(Bloomberg) -- Steinhoff International Holdings NV, the global retailer that’s fighting for survival after its stock lost most of its value in a weeklong rout, hired advisers to help prepare for a crucial meeting with banks as one of its lenders said it faced credit exposure.
The shares rebounded slightly in Johannesburg early Monday after the owner of chains including Mattress Firm in the U.S. and Conforama in France appointed Moelis & Co. to handle discussions with lenders and AlixPartners LLP to advise on “liquidity management and operational measures.” The gain, in volatile trading, follows a crash of more than 80 percent in the shares last week after Steinhoff said it was unable to publish its results and announced the departure of Chief Executive Officer Markus Jooste.
Investec Plc said Monday that it has credit and derivative exposure to Steinhoff, without specifying the amount.
The retailer “is currently fully focused on safeguarding operational liquidity to continue funding existing operations throughout its various subsidiaries,” Steinhoff said in a statement late Sunday. “The group is asking for and requires continued support in relation to existing facilities.”
The appointment of the advisers marked Steinhoff’s first move to tap outside help to deal with an unfolding accounting crisis at a company with $21 billion of exposure to creditors and 130,000 employees.

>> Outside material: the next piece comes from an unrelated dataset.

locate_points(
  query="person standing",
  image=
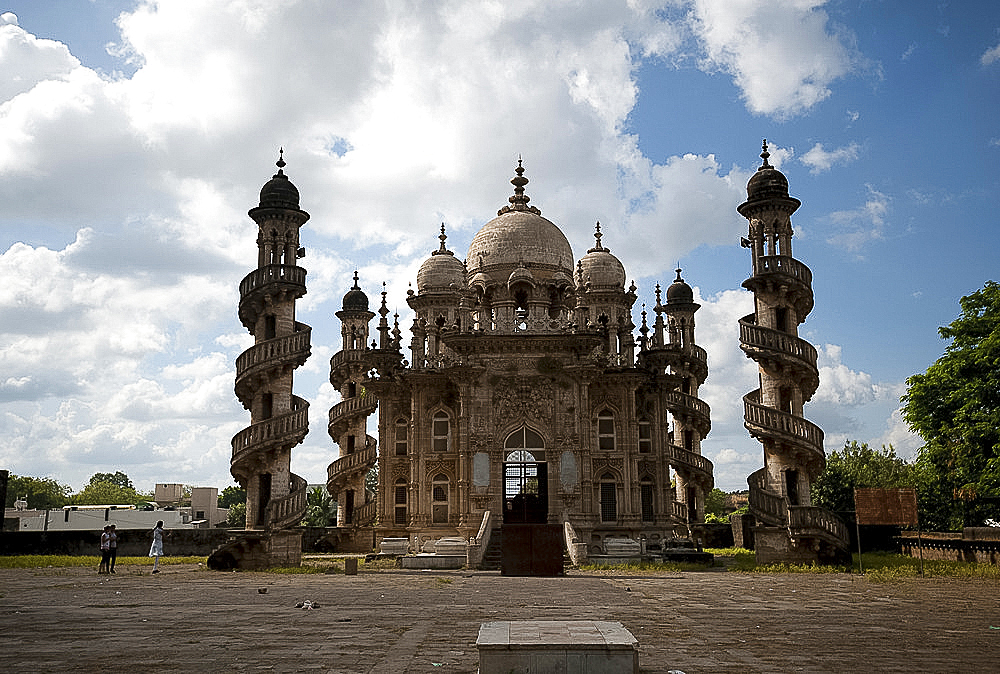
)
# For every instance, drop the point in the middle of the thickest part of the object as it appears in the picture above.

On Friday, after staying silent for much of the week as its shares and its bonds plunged, Steinhoff postponed by a week a crucial meeting with lenders that was set for Monday.
The shares were up 31 percent in early Johannesburg trading. Last week’s freefall wiped out a majority of the net worth of Chairman Christo Wiese and an investment by the Public Investment Corp., which manages the pension funds of South African government workers.
The company had been on an acquisition spree since Wiese bought into the company via the sale of his African chain of Pep stores in 2014. The deal-making has included Poundland in the U.K., while the retailer also made unsuccessful bids for Darty in France and the U.K.’s Argos. Wiese, 76, is now valued at $1.8 billion, compared with $4.4 billion on Tuesday, according to the Bloomberg Billionaires Index.
Steinhoff had been due to meet bankers in a regular annual meeting on Monday, but postponed the event after failing to publish audited full-year earnings. That showdown is now scheduled for Dec. 19, although Sunday’s statement indicates audited financials won’t be ready by then. Total exposure to lenders and other creditors was almost 18 billion euros ($21 billion) as of the end of March.